Zandamela warned that net international reserves have continued to deteriorate to coverage for only three months of imports, as a result of “demand for foreign currency to import essential goods and payment of external debt service”, within a scenario of international partners remaining frozen.
“We are at critical levels,” the governor, who replaced Ernesto Gove in the post in September, noted. In 2016, Mozambique’s public debt soared to US$397 million (EUR365 million), 86 percent of gross domestic product’ as a result of the disclosure of substantial loans hidden from public accounts.
The central bank governor also pointed to the widening of the government deficit, with a slight increase in revenues to June overtaken by expenditure increases.
“Latest data show the state’s continuing use of treasury bills, which indicates pressure financing the budget,” Zandamela warned.

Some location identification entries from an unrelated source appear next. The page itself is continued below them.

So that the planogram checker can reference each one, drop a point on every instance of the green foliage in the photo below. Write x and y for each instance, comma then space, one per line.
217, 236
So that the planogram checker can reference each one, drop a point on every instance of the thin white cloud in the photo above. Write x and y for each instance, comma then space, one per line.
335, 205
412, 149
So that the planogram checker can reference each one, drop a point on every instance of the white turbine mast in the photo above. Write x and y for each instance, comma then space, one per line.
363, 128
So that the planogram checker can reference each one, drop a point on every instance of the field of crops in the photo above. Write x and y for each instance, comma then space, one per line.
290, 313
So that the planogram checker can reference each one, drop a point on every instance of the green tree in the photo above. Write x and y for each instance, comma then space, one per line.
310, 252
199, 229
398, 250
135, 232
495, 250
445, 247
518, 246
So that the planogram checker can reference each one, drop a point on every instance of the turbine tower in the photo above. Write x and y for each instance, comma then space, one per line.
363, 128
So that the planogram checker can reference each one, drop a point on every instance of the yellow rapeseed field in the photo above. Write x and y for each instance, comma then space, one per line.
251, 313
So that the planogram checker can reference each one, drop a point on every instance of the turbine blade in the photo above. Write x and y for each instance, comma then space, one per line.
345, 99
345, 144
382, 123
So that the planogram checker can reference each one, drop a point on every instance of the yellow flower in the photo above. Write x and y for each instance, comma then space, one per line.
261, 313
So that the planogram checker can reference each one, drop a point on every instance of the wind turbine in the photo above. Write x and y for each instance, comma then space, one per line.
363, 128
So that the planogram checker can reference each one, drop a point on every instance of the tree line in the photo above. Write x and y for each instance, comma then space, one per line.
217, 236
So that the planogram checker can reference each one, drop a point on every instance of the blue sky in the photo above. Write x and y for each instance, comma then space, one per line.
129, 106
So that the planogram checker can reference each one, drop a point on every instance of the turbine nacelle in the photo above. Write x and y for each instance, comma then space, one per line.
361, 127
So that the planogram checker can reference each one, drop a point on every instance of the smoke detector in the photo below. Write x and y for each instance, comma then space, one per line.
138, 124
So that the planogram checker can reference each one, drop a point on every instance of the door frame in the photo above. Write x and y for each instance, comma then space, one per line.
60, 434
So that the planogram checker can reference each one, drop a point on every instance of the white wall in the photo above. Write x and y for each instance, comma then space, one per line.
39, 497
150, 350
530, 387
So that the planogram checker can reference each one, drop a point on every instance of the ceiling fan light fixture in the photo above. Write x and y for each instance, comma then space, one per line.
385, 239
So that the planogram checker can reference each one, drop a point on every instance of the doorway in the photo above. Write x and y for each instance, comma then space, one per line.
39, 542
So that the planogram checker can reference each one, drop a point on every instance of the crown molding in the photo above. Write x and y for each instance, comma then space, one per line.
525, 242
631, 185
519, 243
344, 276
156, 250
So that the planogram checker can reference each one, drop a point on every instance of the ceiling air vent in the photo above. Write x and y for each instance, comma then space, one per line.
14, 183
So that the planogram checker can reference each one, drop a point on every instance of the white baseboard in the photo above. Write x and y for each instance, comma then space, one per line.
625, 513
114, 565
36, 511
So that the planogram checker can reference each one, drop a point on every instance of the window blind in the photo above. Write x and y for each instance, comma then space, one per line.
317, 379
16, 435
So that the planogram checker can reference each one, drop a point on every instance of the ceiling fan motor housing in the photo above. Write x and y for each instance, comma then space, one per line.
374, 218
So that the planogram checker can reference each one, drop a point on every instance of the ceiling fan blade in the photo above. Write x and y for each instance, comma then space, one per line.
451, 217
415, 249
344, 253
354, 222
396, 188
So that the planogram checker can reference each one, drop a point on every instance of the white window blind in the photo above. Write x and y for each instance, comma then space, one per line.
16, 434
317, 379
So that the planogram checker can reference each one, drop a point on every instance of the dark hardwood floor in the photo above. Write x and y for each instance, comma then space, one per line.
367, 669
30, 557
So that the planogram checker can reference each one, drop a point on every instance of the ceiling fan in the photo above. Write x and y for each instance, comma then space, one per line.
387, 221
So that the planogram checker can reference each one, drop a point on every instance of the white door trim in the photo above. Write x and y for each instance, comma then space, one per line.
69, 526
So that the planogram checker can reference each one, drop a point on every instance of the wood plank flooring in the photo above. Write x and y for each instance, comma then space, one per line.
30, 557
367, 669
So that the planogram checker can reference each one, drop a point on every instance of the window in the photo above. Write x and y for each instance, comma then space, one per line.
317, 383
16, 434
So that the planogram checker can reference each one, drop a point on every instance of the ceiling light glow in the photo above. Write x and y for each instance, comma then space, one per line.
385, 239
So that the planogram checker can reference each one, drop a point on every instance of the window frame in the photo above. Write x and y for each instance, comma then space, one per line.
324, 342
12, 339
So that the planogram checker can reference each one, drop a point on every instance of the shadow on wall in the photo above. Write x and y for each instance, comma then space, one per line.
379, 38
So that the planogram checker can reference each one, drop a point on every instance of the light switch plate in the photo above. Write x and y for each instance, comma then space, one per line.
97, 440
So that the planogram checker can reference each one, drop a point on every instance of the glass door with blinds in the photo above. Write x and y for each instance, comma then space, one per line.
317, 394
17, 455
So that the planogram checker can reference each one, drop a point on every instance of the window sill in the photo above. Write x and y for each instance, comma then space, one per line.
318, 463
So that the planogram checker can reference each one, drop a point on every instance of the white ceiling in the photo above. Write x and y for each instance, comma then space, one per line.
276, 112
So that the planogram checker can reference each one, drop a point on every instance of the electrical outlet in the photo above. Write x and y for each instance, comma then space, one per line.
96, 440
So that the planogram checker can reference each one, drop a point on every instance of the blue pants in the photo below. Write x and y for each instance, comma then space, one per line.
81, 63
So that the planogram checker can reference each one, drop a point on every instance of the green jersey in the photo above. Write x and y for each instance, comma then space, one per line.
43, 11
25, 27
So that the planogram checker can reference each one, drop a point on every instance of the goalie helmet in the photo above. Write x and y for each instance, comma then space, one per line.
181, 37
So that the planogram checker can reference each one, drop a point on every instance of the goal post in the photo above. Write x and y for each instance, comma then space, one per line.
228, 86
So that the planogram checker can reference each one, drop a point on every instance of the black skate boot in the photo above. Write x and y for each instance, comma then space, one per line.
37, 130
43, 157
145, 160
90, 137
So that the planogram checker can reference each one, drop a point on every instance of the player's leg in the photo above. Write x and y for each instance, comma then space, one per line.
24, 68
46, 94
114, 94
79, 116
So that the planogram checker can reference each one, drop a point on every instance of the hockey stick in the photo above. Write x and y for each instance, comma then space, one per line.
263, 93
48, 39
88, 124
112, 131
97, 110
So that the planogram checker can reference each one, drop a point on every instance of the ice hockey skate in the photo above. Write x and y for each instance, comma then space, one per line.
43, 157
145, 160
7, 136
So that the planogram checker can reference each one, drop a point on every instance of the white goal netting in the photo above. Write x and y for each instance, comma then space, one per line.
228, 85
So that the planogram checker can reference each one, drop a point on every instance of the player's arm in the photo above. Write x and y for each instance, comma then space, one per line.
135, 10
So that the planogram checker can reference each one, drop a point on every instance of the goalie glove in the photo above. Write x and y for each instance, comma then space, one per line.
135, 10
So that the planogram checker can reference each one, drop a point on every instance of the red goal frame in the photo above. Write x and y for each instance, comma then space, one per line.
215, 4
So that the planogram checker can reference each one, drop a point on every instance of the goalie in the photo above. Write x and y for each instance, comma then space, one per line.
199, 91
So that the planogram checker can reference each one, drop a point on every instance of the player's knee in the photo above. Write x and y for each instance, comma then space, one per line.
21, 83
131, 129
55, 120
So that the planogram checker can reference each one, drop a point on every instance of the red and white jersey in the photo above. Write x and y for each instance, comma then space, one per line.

The fall in international prices of imported goods and depreciation of the metical exchange rate has led, paradoxically, to an improved balance of payments between Mozambique and the rest of the world.
The trade deficit decreased by 40.9 percent in the first half of 2016 compared to the previous year, as a result of the decline in 27.9 percent of imports and 15.6 percent of exports.
The Bank of Mozambique on Thursday increased the benchmark interest rate by six percentage points to 23.25 percent for loans and 15.5 percent for deposits to correct a “system malfunction” and make them positive in real terms.
“These Bank of Mozambique decisions are intended to align the reference interest rates to current market conditions, making them positive in real terms and withdrawing excess liquidity from the banking system,” Zandamela said.
In his presentation to the press, he said that Mozambique has been adversely affected by the “poor performance” of both the world economy and that of the Southern Africa region, particularly neighbouring South Africa, the main economic power in the region.
Among domestic factors, Zandamela pointed to the slowdown in economic growth coupled with the depreciation of the metical and reduced domestic production, together the tightening of prices in South Africa, as prompting the continued rise in inflation in Mozambique.
Zandamela also pointed out the negative economic impact of natural disasters, the ongoing political and military crisis between the government and the Mozambican National Resistance (Renamo), and the suspension of foreign aid as a result of revelations of hidden debt, together with the volatility of commodity prices affecting the balance of payments.